A dark-red Mazda SUV driving on a road, with Jeremy Clarkson standing beside it.
The Sunday Times

As a younger man I used to be baffled when there was a crime and a police statement said that an eyewitness had described the getaway vehicle as a “white saloon”. I’d sit there thinking, surely, even if you aren’t interested in cars at all, you could come up with a better description than that.

If I’d been the witness, I’d have been a bit more specific. I’d have said it was a glacier-white Vauxhall Cavalier, which, because it had small red stripes on the side trim and a deeper front spoiler, was likely to have been a post 1987 SRi 130. I knew this kind of stuff. It was embedded in me.

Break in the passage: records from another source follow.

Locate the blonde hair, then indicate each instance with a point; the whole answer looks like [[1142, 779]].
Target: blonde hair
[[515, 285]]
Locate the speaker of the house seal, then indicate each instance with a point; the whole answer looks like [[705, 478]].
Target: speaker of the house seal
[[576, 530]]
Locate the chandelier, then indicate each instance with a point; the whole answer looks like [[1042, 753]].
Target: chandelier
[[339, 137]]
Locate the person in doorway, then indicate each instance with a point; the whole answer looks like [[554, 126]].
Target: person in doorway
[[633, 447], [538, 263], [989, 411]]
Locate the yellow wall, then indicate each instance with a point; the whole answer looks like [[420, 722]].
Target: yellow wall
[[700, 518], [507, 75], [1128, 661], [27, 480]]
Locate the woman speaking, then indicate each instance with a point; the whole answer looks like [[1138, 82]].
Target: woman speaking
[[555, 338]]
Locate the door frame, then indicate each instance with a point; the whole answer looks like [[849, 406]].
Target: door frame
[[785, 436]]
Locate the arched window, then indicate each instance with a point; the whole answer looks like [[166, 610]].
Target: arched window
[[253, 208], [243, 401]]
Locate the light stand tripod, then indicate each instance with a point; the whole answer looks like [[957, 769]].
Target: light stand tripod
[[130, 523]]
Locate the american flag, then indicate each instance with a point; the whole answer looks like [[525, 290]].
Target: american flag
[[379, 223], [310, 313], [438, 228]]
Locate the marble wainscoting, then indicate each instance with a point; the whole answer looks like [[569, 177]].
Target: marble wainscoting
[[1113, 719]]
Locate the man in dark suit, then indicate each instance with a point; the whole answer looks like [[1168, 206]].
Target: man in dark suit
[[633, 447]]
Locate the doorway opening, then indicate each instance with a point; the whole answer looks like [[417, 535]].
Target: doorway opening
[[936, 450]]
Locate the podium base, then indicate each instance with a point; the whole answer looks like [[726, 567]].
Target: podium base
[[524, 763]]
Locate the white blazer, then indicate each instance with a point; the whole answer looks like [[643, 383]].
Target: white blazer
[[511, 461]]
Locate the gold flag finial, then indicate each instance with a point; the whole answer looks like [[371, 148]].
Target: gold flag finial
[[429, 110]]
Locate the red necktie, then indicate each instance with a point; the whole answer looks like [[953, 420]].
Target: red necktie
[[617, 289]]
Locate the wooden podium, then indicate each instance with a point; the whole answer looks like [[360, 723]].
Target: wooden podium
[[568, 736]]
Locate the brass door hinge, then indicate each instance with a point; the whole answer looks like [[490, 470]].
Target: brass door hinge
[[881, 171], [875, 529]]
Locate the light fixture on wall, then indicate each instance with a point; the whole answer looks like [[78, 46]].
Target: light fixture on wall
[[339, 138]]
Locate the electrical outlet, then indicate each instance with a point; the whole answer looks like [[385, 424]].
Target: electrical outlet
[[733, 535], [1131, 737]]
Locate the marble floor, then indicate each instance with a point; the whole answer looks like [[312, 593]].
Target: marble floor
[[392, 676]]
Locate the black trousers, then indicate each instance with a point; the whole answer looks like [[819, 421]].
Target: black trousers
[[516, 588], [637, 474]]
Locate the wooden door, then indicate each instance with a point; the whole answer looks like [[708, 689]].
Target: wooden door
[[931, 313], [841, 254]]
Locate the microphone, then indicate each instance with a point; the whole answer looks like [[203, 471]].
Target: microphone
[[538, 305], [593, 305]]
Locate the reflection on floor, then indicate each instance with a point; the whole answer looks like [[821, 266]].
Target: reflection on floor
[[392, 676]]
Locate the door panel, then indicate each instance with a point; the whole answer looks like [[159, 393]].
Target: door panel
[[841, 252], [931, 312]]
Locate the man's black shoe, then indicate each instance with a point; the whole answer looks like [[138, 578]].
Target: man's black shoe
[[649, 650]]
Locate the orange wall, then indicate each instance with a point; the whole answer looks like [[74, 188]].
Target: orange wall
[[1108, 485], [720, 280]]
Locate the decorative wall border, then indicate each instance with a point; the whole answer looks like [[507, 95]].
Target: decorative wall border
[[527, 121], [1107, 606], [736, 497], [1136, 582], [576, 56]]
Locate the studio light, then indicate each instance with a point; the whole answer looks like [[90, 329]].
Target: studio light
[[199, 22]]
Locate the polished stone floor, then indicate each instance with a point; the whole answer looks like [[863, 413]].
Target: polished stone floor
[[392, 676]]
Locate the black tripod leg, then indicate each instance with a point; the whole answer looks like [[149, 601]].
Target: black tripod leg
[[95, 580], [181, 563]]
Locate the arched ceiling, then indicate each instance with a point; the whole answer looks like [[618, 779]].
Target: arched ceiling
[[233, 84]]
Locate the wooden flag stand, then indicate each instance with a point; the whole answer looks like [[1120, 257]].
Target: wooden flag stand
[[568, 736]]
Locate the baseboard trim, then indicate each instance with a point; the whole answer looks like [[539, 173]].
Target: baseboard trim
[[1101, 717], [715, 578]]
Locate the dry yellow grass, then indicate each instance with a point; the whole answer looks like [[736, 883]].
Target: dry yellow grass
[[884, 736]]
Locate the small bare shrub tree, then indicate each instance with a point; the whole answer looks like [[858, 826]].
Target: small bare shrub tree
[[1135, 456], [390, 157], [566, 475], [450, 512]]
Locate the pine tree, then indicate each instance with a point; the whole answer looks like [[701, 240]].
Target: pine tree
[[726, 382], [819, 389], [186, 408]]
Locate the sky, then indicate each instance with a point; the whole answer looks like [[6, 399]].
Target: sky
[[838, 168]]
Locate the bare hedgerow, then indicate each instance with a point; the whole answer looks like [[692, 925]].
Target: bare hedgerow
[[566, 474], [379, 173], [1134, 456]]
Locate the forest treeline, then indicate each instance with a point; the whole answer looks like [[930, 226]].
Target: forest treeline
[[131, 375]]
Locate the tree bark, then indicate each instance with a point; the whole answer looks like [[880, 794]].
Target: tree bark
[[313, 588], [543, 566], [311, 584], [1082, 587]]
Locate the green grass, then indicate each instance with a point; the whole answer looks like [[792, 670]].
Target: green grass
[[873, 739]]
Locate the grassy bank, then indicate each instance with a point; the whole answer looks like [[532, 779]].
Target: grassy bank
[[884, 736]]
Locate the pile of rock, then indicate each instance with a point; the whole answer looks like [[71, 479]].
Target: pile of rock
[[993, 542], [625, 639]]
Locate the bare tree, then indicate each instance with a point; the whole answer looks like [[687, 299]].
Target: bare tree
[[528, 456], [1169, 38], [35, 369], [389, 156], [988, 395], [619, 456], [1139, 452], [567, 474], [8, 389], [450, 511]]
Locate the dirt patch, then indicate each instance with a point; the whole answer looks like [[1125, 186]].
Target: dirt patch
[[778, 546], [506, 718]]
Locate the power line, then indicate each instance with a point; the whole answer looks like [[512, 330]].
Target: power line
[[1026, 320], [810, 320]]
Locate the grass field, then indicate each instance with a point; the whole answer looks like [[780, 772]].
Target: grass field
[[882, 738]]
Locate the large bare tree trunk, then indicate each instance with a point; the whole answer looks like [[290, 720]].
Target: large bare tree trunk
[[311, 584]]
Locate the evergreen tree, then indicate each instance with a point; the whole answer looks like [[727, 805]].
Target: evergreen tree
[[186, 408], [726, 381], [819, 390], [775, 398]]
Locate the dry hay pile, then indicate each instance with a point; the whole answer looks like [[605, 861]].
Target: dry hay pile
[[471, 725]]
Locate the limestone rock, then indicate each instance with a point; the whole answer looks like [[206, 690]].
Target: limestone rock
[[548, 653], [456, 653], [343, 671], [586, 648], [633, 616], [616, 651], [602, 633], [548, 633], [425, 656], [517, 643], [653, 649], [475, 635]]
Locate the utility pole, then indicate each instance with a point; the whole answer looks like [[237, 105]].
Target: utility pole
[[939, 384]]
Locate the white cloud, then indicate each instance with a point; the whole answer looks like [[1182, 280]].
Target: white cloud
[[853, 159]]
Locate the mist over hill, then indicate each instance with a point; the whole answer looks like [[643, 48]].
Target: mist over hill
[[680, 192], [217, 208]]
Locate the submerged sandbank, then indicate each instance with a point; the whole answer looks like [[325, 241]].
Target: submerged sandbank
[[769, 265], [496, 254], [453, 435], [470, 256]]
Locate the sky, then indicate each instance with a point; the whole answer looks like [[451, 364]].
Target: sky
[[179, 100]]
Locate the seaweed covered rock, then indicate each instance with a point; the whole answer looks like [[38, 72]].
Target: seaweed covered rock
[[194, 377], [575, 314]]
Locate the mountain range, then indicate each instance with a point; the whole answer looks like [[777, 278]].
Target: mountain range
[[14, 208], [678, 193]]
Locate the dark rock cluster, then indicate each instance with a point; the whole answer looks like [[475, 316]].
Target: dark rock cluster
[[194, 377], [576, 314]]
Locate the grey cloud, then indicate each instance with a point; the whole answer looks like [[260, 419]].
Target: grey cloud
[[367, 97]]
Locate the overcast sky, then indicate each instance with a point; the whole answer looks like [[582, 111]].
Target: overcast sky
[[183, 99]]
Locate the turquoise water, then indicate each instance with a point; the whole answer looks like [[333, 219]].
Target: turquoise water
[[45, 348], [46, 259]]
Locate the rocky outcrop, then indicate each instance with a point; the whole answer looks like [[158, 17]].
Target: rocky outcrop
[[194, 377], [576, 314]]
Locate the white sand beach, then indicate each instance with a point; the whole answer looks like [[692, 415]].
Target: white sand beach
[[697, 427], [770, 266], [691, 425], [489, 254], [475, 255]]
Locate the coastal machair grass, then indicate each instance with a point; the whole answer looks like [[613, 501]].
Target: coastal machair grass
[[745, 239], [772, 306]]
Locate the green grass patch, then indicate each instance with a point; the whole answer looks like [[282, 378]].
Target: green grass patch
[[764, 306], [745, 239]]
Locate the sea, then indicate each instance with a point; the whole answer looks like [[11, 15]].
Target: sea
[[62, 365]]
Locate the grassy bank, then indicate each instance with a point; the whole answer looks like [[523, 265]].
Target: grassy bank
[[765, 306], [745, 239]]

When I was ten my dad brought his Cortina 1600E back from the menders after one of his many shunts and I noticed they’d fitted a grille from a Cortina 1600 Super. And I had a paddy fit when he said, “It doesn’t matter.” Because it did matter.

Not any more, though, because cars today have become like trees. Or milk bottles. Homogeneity is now so rife that even a walking automotive encyclopedia like me would be forced, if asked by the police to describe a getaway car, to say, “Er… it was a white saloon.”

Last week I opened my front door to find that someone had dropped off a car for me to review. And as I couldn’t see a badge, I had no idea what it was. It was finished in the same sort of brownish burgundy you find on the bedspreads in budget American motels, and it had some chrome trim that I guessed had been fitted to make it look upmarket and swish.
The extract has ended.